In 1980, Don Long had an opening at the chief resident level at Johns Hopkins, and I accepted the position. Hopkins, at that time, was a unique place. It was extremely busy with 70 neurosurgery beds, but it also had a tremendous emphasis on education. I learned to do microneurosurgery during my time at Johns Hopkins. In 1981, I had planned to go back to Lebanon, but civil war had been raging there since 1975, so it seemed a bad time to go back. Instead, I applied to the National Institutes of Health (NIH), where Paul L. Kornblith, MD, was head of the surgical neurology branch. He accepted me into the lab on a two-year International Fogerty Fellowship. This is when I first committed myself to focus on brain tumors. This was a wonderful and formative period. I focused my professional life on gliomas and how they invade the brain.

In 1982, I was recruited back to the University of Cincinnati where I worked under John M. Tew, Jr., MD, FAANS(L), who had taken over the chairmanship. I spent eight years at the University of Cincinnati building the brain tumor program. However, in 1990, The University of Texas MD Anderson Cancer Center recruited me as the chairman of neurosurgery. I immediately saw the tremendous potential there, and I have been there for 25 years building what I consider to be one of the strongest programs in neurosurgical oncology.

AS: What makes you unique is that you are a triple threat: Surgeon, researcher and teacher. You have also been unusually successful as a leader and an advocate for the field. How did you master these skills?

RS: It came gradually. I learned a lot over time with experience and exposure. All my mentors brought important aspects to my practice. Excellence exists at multiple levels. The more we learn, the better we become. Watching Dr. Mayfield work his way through a room was very inspiring at the time–even to a junior resident like me. One needs to keep an open mind and allow oneself to evolve. However, one also has to take on some responsibilities because you will never master such activities without doing them and making some mistakes along the way. I kept my mind open, I watched, I learned, and I tried to emulate those whom I respected. 

AS: Which neurosurgeons most influenced you?
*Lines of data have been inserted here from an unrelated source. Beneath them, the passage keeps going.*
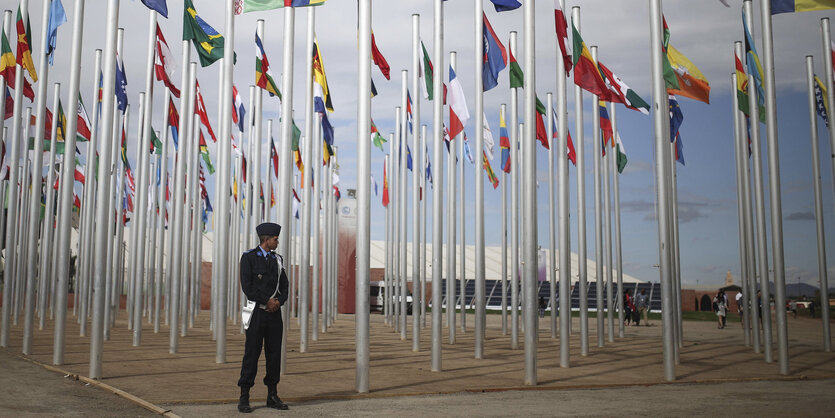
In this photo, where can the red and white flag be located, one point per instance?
(164, 64)
(458, 112)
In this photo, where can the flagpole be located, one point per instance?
(776, 205)
(49, 217)
(750, 251)
(86, 254)
(417, 175)
(102, 215)
(617, 242)
(564, 219)
(514, 208)
(451, 238)
(14, 192)
(160, 221)
(401, 202)
(660, 119)
(504, 239)
(437, 202)
(582, 256)
(824, 280)
(599, 258)
(363, 193)
(552, 255)
(35, 203)
(480, 308)
(425, 164)
(530, 221)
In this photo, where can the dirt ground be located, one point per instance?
(321, 381)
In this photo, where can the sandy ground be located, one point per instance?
(715, 365)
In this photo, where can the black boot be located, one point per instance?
(243, 402)
(273, 401)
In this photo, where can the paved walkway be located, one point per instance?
(191, 379)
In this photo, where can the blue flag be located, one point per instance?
(57, 17)
(495, 56)
(505, 5)
(121, 84)
(158, 5)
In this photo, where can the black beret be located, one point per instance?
(269, 229)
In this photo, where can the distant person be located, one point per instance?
(720, 307)
(642, 303)
(628, 307)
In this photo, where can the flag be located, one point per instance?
(495, 56)
(489, 170)
(620, 153)
(238, 111)
(57, 17)
(246, 6)
(319, 75)
(385, 187)
(121, 84)
(7, 61)
(174, 122)
(24, 42)
(676, 117)
(679, 149)
(569, 143)
(273, 158)
(517, 77)
(619, 92)
(791, 6)
(561, 26)
(692, 83)
(263, 76)
(586, 73)
(164, 64)
(158, 6)
(200, 109)
(458, 112)
(541, 133)
(83, 124)
(821, 101)
(376, 138)
(504, 143)
(206, 40)
(605, 125)
(379, 59)
(204, 152)
(489, 144)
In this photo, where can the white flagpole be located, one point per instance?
(582, 256)
(660, 120)
(437, 203)
(451, 239)
(776, 205)
(14, 192)
(480, 308)
(514, 208)
(35, 200)
(564, 221)
(363, 193)
(530, 221)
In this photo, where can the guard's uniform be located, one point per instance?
(259, 275)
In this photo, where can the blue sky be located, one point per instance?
(703, 30)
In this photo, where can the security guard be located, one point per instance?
(263, 281)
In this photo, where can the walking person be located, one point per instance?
(265, 284)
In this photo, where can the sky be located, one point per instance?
(702, 30)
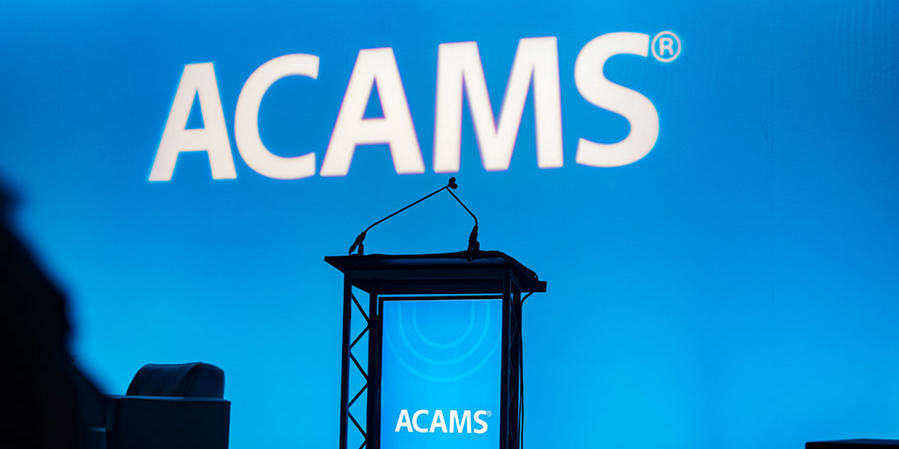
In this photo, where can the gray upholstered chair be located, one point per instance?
(171, 407)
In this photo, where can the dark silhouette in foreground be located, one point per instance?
(47, 401)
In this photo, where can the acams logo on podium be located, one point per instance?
(459, 72)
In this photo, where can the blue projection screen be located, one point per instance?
(709, 189)
(440, 385)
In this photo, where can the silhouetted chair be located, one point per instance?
(171, 407)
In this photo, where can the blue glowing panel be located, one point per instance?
(441, 366)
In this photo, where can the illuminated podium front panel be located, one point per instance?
(443, 363)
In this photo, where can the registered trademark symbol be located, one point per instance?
(665, 46)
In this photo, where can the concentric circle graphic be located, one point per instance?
(442, 340)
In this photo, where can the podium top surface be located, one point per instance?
(459, 272)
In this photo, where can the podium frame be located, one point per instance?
(445, 276)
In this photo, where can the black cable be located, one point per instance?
(473, 245)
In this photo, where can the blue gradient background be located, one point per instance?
(735, 288)
(441, 355)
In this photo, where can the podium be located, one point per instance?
(444, 356)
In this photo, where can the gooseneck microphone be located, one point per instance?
(473, 245)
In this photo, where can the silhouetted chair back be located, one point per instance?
(187, 380)
(171, 407)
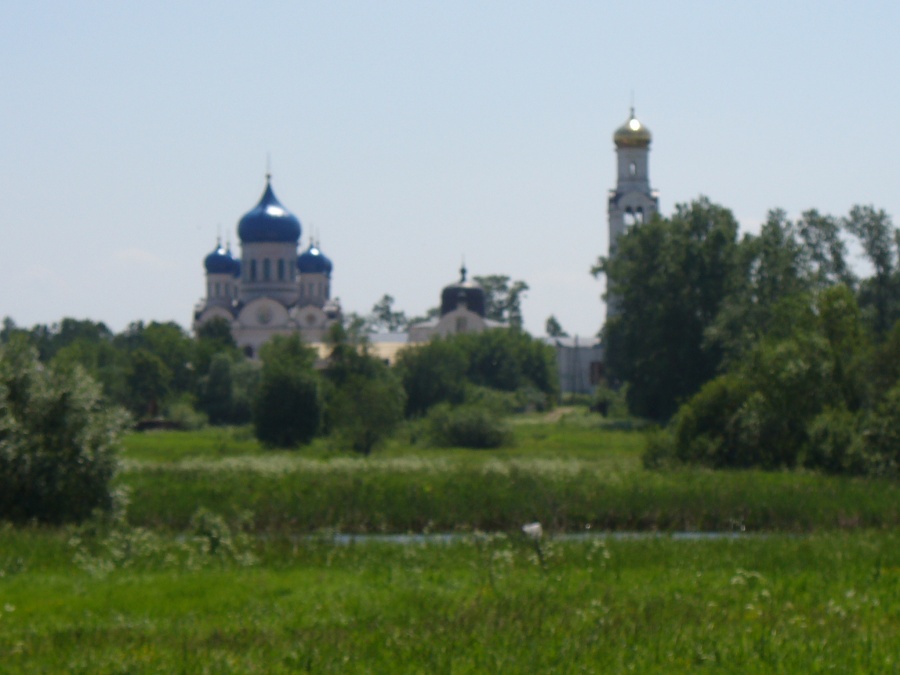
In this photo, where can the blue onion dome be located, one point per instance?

RS: Dr. Haddad was the catalyst for my becoming a neurosurgeon. He was a great clinician. Dr. King was a wonderful educator. Drs. Maclaurin and Long were also great influences, as was Dr. Mayfield, who showed me the importance of organized neurosurgery. And John Tew helped me appreciate the importance of technology in neurosurgery. However, they were all very different people.

AS: What advice would you give a neurosurgeon just beginning his career?

Work hard, read a lot and never stop asking questions. Knowledge is power. Learn everything you can, and continuously ask big questions. Become an expert, create novel ideas and give back.
 
AS: You are known for many things, but perhaps best for changing the way we treat brain metastasis. What made you focus on this issue? You shifted the paradigm.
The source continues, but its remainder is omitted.